Я считаю, во-первых, что нет каких-то исключительных глобальных русских, но идет неуклонный процесс глобализации. Если вы приезжаете в Нью-Йорк или в Лондон, то постоянно встречаете тех, кого раньше называли «космополитами‎»‎. В советское время добавляли еще уничижительный эпитет «безродный». Так вот космополитом я хотел быть всегда. На это были разные причины. Например, мне очень нравился образ жизни моего деда, точнее, мужа бабушки, отчима отца. Он был главным художником популярного журнала «Крокодил‎». Много путешествовал по миру, знал иностранные языки, дружил с карикатуристами из ГДР, Польши, Кубы. Наверное, прежде всего под влиянием его образа у меня возникло желание жить как он. Помню, как дед с бабушкой устраивали у себя дома приемы для каких-то зарубежных художников после их выставок, проходивших в Москве. И это была по духу очень буржуазная, совсем не советская атмосфера. Я был под впечатлением от какого-то западного шика этих приемов, несовместимого с моим серым, хотя и уютным существованием советского ребенка из Строгино. И эти дедушкины гости, которые говорили на иностранных языках — кто на испанском, кто на немецком. У меня было ощущение, что я попал в кино. Помню, как дед поделился со мной своей коллекцией монет. У него была большая банка из-под кубинского кофе, куда он ссыпал привезенную из всяких поездок мелочь. А я из серебряных и медных монеток делал солдатиков и играл в них.  

Фото: Владимир Яроцкий
Фото: Владимир Яроцкий

Ɔ. То есть это было первое прикосновение к глобальной культуре? 

Именно это прикосновение зародило во мне желание красивой западной жизни. При этом я не хотел никогда уезжать навсегда. Не было во мне остервенелого желания бросить все и свалить за бугор. И никогда не было никакой, прости Господи, ненависти, даже нелюбви к России. На вопрос «‎Где ваша родина?»‎ — у меня был однозначный ответ: «‎Родина здесь, моя культура здесь». Думаю, что одна часть меня космополитична еще и потому, что я наполовину еврей. Все евреи вынуждены быть космополитами, поскольку, куда они ни приедут, их всегда пытаются выпихнуть. А вторая моя половина, наоборот, очень русская, народная. Мама моя родом из города Мантурово ‎Костромской области. Вплоть до своего поступления на журфак МГУ она жила в обычном деревенском доме. Я потом провел там большую часть детства — все свои школьные каникулы. Это дом с русской печью, которая зимой топилась дровами. Без центрального отопления, без водопровода — с улицы, из колодца надо было носить ведрами воду. Туалет в сарае — обычная дыра в полу. Был огород, конечно. Каждое лето надо было собирать слизняков с капусты, колорадского жука — с картошки. Прополка, полив — в общем, вот так.  
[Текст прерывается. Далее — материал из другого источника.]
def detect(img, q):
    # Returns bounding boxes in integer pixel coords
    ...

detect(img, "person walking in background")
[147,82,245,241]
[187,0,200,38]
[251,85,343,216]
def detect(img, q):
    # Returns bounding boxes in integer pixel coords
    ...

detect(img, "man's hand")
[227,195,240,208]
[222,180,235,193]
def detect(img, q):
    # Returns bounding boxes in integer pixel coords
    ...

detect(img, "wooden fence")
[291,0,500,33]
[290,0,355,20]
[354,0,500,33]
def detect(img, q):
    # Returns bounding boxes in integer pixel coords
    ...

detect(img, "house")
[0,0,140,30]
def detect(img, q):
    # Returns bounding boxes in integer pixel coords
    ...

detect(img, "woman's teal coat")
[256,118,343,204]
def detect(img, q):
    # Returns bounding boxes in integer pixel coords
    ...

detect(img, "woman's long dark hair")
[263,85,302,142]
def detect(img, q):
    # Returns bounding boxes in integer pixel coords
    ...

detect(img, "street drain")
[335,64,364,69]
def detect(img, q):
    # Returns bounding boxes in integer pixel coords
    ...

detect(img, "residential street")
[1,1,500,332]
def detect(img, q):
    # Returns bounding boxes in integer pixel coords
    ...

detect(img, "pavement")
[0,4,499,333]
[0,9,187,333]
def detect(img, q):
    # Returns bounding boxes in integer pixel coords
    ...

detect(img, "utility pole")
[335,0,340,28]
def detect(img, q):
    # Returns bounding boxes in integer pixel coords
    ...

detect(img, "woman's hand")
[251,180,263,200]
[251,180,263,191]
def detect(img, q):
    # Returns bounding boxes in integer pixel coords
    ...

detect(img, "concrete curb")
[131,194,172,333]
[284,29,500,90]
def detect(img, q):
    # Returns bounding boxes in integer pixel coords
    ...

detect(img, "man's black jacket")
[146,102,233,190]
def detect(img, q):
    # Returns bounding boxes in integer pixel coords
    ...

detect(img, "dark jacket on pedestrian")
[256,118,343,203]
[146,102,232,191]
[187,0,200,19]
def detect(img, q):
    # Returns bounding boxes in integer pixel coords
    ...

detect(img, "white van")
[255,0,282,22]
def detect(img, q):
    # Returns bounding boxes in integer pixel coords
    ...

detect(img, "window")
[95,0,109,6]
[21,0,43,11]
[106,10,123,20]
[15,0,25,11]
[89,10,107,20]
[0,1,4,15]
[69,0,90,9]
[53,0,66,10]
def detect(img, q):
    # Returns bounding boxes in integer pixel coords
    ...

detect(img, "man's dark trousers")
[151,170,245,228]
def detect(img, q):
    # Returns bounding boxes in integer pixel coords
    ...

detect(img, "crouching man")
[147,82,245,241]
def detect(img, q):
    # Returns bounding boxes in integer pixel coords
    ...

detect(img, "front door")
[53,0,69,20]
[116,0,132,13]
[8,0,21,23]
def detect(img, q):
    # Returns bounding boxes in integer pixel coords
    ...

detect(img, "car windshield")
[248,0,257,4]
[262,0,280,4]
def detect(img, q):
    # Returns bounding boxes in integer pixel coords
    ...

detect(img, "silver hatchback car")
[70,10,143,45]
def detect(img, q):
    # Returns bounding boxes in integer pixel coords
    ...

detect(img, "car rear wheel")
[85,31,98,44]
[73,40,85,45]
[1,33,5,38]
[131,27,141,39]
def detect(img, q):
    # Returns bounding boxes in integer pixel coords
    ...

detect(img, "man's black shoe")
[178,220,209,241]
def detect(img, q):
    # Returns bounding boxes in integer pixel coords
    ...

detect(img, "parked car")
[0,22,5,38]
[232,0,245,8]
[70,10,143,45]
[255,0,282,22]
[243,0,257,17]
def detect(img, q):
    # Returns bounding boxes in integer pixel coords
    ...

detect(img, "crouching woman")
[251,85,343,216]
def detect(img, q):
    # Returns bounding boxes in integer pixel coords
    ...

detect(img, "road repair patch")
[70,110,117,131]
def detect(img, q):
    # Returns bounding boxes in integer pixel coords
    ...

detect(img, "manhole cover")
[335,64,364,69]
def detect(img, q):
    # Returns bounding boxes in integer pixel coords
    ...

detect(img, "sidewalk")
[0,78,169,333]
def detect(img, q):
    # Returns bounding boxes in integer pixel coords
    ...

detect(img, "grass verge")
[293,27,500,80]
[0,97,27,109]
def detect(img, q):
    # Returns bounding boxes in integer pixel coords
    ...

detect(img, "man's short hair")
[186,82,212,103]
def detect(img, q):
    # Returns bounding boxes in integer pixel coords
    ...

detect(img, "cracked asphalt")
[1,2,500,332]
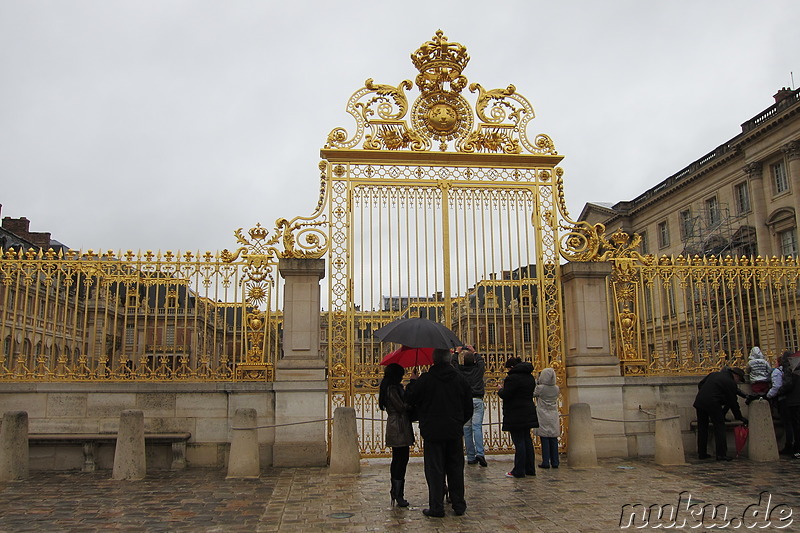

Ɔ. То есть вы в детстве и юности прикоснулись к разным социальным стратам.

Но для меня и то, и другое очень важно эмоционально. Наверное, я являюсь сплавом из того и другого. Но себя я безусловно считаю русским человеком. И когда жил в Израиле, называл себя русским, хотя там надо быть евреем. И только! Но тогда и эмиграция была довольно специфическая. Это были так называемые «колбасные» беженцы, люди, которые с трудом вырвались и пытались всячески свои связи с Россией порвать. Мне не хотелось ассоциироваться с ними. Я общался только с местными. Я приехал в Израиль, выучил иврит и практически без акцента заговорил через два года. К Франции я был лучше подготовлен, потому что у меня приличный французский. Но для меня это всегда вопрос личного честолюбия — овладеть языком без акцента. Научиться говорить по-английски с английским акцентом, по-французски — с французским. В Германии я тоже штурмом взял немецкий язык за год с небольшим. И тоже говорю без заметного акцента. Но в какой-то момент я устал отрицать свое русское происхождение и даже научился им гордиться. Я понял, что больше не хочу притворяться кем-то другим, не хочу в другой стране брать другое имя. Это сложный процесс. Он совпал с тем, что и в России шли процессы глобализации. Русские люди тоже становились другими. Учились хорошо выглядеть, приобщались к мировой культуре, к модным трендам. За них перестало быть стыдно. Наоборот, мне захотелось стать частью этого движения. Думаю, что именно в этот момент и возник «Сноб», а Владимир Яковлев сформулировал идею нового поколения «глобальных русских». И сегодня никуда эти русские не делись. Огромная диаспора проживает в Европе, в Израиле, США. И уже второе поколение подрастает, дети глобальных русских, которые ощущают себя частью большого мира. Вы говорите, что феномен исчез. Но это, может быть, здесь, в России, кажется, что он исчез. В 2020 году все немножко закупорились, замкнулись в себе. Из-за пандемии закрылись границы. Отсюда и ощущение, что Россия начинает снова в себе замыкаться.  

Фото: Владимир Яроцкий
Фото: Владимир Яроцкий

Ɔ. Будем честны, этот процесс начался не в 2020 году, а шесть лет назад. 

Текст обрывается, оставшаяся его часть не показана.